"Uncontacted" Tribes Fled Peru Logging, Arrows Suggest
http://news.nationalgeographic.com/news ... 65664.html
Sabrina Valle in Rio de Janeiro, Brazil
for National Geographic News
October 6, 2008
Arrows and abandoned camps found in remote western Brazil are fresh evidence of isolated Amazon tribes fleeing Peru to escape the encroachment of illegal loggers, indigenous rights groups say.
London-based Survival International said the arrows were recovered by Brazilian authorities near a site where photos were taken earlier this year of tribal people apparently shooting arrows at the photographer's airplane.
The tribes have been described as "uncontacted"—so remote that they may have had little or no substantive contact with the developed world. (See video.)
Peruvian President Alan Garcia suggested last year that such indigenous groups might be an invention by those who were opposed to oil exploration.
Conservationists, scholars, and Brazilian government agencies that do recognize the isolated tribes have struggled to determine how best to protect them, an effort that has spurred calls for Peru to stop the illegal logging and development that is displacing the indigenous people.

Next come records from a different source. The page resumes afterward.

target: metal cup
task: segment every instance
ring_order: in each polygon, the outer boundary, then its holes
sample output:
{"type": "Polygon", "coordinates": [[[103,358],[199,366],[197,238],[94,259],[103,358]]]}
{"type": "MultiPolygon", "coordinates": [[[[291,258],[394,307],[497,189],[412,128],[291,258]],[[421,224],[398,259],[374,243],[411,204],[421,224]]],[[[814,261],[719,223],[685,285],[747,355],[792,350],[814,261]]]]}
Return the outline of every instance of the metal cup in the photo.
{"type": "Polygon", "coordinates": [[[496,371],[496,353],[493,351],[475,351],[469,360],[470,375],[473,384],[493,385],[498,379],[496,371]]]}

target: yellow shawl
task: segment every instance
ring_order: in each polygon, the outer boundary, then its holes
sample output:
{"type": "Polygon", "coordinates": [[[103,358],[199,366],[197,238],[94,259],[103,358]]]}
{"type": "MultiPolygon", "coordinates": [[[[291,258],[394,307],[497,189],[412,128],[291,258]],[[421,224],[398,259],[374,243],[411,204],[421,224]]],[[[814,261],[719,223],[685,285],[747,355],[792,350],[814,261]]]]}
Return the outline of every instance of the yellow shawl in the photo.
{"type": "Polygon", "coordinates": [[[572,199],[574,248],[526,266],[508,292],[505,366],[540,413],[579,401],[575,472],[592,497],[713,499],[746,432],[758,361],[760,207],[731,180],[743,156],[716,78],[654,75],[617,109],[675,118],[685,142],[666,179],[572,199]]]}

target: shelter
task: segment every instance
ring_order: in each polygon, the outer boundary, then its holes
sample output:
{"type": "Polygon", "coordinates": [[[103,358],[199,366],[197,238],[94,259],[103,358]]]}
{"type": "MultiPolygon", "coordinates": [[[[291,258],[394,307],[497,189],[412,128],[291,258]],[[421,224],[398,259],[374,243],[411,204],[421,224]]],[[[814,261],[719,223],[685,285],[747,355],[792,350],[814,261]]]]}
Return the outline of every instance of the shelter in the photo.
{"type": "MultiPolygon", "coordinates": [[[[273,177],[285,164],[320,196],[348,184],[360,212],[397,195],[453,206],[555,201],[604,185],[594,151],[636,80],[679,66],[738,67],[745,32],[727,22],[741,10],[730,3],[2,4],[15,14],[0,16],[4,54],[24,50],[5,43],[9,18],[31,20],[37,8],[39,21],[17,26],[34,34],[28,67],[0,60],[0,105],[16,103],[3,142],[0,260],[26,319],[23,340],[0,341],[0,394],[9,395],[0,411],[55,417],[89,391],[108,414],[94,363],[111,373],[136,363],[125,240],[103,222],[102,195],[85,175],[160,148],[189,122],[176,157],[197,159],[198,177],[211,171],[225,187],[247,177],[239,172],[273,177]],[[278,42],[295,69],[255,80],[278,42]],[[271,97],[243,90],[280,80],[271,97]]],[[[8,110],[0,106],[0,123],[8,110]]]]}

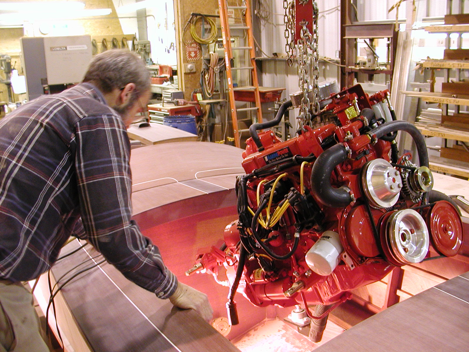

(Related: "Photos Spur Debate on Protecting "Uncontacted" Tribes" [June 3, 2008].)
A Different Kind of Arrow
"There is plenty of evidence for the tribes fleeing and that logging is taking place on the Peruvian side," said David Hill of Survival International.
Logs cut down illegally in Peru have been reported floating downriver to Brazil, and abandoned Indian huts have been found between areas of deforestation.
Brazil's Indian-protection agency, FUNAI, has found traces of fires and footprints at campsites on its side of the border with Peru, as well as newly built houses and the arrows three miles (five kilometers) from the border.
"These houses cannot have been built by anyone else, and the arrows they are using differ from the ones used by 'uncontacted' groups permanently on the Brazilian side of the border," Hill said.
"FUNAI officials have monitored the area for years. They know the lay of the land—who is who, where they are," he said.
Reports of "Contact"
Reports from less isolated tribes who have met the "uncontacted" groups also attest to the dislocation.
Beatriz Huertas, a top official with CIPIACI, an international committee comprised of indigenous organizations from six South American countries, was among a small group of specialists that spent nearly three weeks in the area researching and documenting the displacement.
"We haven't made direct contact, since we have to respect them and take care not to spread diseases they are not protected from, but we've flown over the area and spoken to other tribes from the region who have had first-hand contact," Huertas said.
"There is no doubt," she continued. "It is proven that they are fleeing."
Huertas said the "uncontacted" tribes affected by the illegal logging activities are probably from the Peruvian region of Ucayali, which borders the Brazilian state of Acre.
She said the indigenous people are believed to be either Pano speakers or else from the Mashco Piro ethnic group, whose language derives from Arawak.
Sydney Possuelo, who was responsible for implementing Brazil's policies protecting Indians in the late 1980s, stressed that such details of the "uncontacted" tribes are not known for certain.
"We know the location of some, and there are reserves to protect them. But everything about their language, culture, and habits has to be treated as supposition," he said.
Infighting and Inaction
The Brazilian government has confirmed the existence of 40 such tribes, and there are estimates that the number could be as high as 67. Another 15 live in Peru, according to Survival International.
Huertas said logging pressure has also caused other problems for the Indians. Tribes that used to live far from each other are being pushed closer together, forcing them to fight among themselves for food and territory.
"There have been attacks, fires, and killings by loggers. The area available to the tribes has shrunk. Now they have to compete for food and space," Huertas said.
While there are problems in the Brazilian side, Indians are more protected by the government than they are in Peru.
No report has been published and no action has been taken since the Peruvian government promised earlier this year to investigate the logging problem, Hill said.
"Either because [Peru] does not have the political will, or because it does not want to allocate the necessary resources to tackle the problem, these 'uncontacted' tribes' lands are being invaded and devastated," he said.